Melissa Agate, ragazza australiana dal passato da batterista avant, inventa 11 buone canzoni nel 2005 e tira fuori dal cilindro un album difficile, ma interessante.
Non vorrei perdermi o farvi perdere tempo nella lettura di questa recensione, quindi vale la pena inquadrare subito il prodotto in oggetto: una trentina di minuti di loops, rumori elettroacustici, suoni distrutti e ricostruiti con qualche pezzo mancante e fastidiosi inserti ambientali con perle digitali.
Se ritenete opportuno avventurare le vostre orecchie in questo mondo, non ne resterete delusi. Certo non si tratta di un disco qualsiasi, da mettere come sottofondo della nostra passeggiata o da udire nel lettore cd dell'auto, è un disco di cui bisogna necessariamente averne voglia ed essere preparati mentalmente all'ascolto.

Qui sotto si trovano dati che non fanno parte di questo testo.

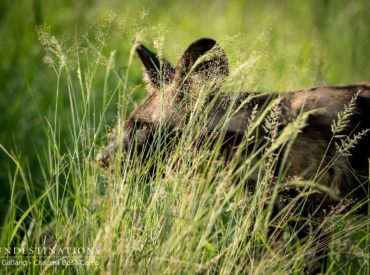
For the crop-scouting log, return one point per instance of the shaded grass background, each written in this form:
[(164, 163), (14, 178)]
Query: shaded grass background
[(295, 44)]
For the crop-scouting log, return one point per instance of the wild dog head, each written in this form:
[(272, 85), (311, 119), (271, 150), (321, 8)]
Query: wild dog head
[(203, 63)]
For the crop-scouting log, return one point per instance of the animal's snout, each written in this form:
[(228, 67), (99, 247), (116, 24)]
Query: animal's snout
[(104, 157)]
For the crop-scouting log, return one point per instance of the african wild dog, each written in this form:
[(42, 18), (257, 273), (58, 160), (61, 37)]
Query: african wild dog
[(204, 61)]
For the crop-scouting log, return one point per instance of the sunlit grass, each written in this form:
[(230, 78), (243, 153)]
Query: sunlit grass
[(197, 212)]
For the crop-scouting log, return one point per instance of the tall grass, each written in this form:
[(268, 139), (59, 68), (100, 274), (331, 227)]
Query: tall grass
[(196, 212)]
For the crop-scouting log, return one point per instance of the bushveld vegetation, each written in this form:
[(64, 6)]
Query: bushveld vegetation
[(67, 89)]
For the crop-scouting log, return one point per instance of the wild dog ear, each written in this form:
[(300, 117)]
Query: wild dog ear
[(158, 70), (203, 57)]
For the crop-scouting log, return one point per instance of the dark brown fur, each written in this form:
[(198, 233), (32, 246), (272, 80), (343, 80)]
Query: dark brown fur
[(205, 62)]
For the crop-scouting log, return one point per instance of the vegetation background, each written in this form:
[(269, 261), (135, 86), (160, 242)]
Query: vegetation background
[(296, 44)]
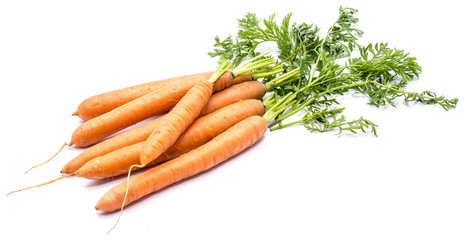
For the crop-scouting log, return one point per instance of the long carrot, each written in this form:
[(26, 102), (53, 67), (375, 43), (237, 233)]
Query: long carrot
[(200, 132), (227, 144), (176, 122), (235, 93), (151, 104)]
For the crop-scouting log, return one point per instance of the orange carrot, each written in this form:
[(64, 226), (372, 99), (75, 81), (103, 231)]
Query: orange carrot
[(96, 129), (242, 91), (102, 103), (176, 122), (200, 132), (234, 93), (222, 147)]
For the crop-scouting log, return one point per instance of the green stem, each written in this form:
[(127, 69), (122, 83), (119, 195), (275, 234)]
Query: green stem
[(219, 71)]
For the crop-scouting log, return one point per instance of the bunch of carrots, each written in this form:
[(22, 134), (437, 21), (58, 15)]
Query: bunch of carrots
[(203, 119)]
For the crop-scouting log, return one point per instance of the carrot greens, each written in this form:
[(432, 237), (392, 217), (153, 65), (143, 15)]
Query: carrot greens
[(318, 69)]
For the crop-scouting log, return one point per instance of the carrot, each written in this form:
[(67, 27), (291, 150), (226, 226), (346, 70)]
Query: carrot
[(96, 129), (241, 91), (235, 93), (200, 132), (97, 105), (227, 144), (176, 122)]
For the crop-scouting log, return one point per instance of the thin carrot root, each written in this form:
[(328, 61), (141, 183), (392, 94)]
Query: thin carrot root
[(42, 184), (125, 196), (61, 148)]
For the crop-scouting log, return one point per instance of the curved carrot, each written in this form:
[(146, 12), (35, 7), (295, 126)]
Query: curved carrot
[(97, 105), (235, 93), (227, 144), (176, 122), (200, 132), (96, 129)]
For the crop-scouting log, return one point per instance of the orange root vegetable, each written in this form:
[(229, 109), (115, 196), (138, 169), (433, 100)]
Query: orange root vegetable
[(151, 104), (102, 103), (235, 93), (227, 144), (200, 132), (176, 122)]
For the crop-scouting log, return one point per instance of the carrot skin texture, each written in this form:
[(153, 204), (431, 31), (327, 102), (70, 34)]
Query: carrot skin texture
[(97, 105), (229, 143), (232, 94), (127, 138), (176, 122), (154, 103), (200, 132)]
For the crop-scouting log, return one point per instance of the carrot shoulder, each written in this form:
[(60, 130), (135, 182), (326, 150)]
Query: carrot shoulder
[(200, 132), (229, 143)]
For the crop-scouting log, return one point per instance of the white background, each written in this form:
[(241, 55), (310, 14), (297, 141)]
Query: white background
[(407, 183)]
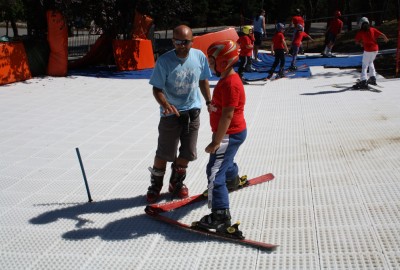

"The Last Leaf" rappresenta il paradigma del disco, se volete ascoltare e basarvi su questi quattro minuti potrete capire sin da subito se il resto potrebbe fare al caso vostro. Ritengo che questo incipit abbia soluzioni interessanti, piccoli affreschi acustici in un susseguirsi di suoni aggiunti e tolti, suoni presi dal mondo dell'elettronica e non solo che si giustappongono senza costrutto ( o forse si?)..la Type records si carica sulla schiena queste note e decide di pubblicarle nel 2005. Coraggio ma anche lungimiranza, attenzione al talento, ma anche scommessa.
Quando sento questo cd mi fermo a riflettere sulla creazione della musica nel suo essere. Spesso mi chiedo cosa spinge l'artista in queste cascate sonore a mettere un punto ? Ho molti dischi sperimentali nella collezione, ognuno uguale o diverso e con diversi spunti, ma la domanda che mi pongo è proprio sulla creazione in quanto tale... Melissa Agate la immagino seduta dietro una serie di fili, tastiere, strumentazioni bizzarre e alla ricerca di ispirazione, con la fame di assemblare, con la mente rivolta non al fruitore ma al suo io.
A volte credo che alcune tracce siano uno sfogo compositivo troppo personale, troppo ermetico e disturbante per apprezzarle come musica in quanto tale, eppure affascinanti nella ricerca e perché con questa ragazza, lontana anni luce da casa mia, ho trovato una identificazione dei miei momenti scontrosi.
In sintesi: forse Melissa Agate si incazza come il sottoscritto ?
Non urla e non prende a pugni nessuno, ma cerca di sfogarsi con espressioni del tutto personali. Anche io non mi infurio o maledico il cielo, ma invado me stesso di una certa anima scorbutica, pungente che ritrovo in queste note, prendete "Spark" o "Minus Ecki" ad esempio.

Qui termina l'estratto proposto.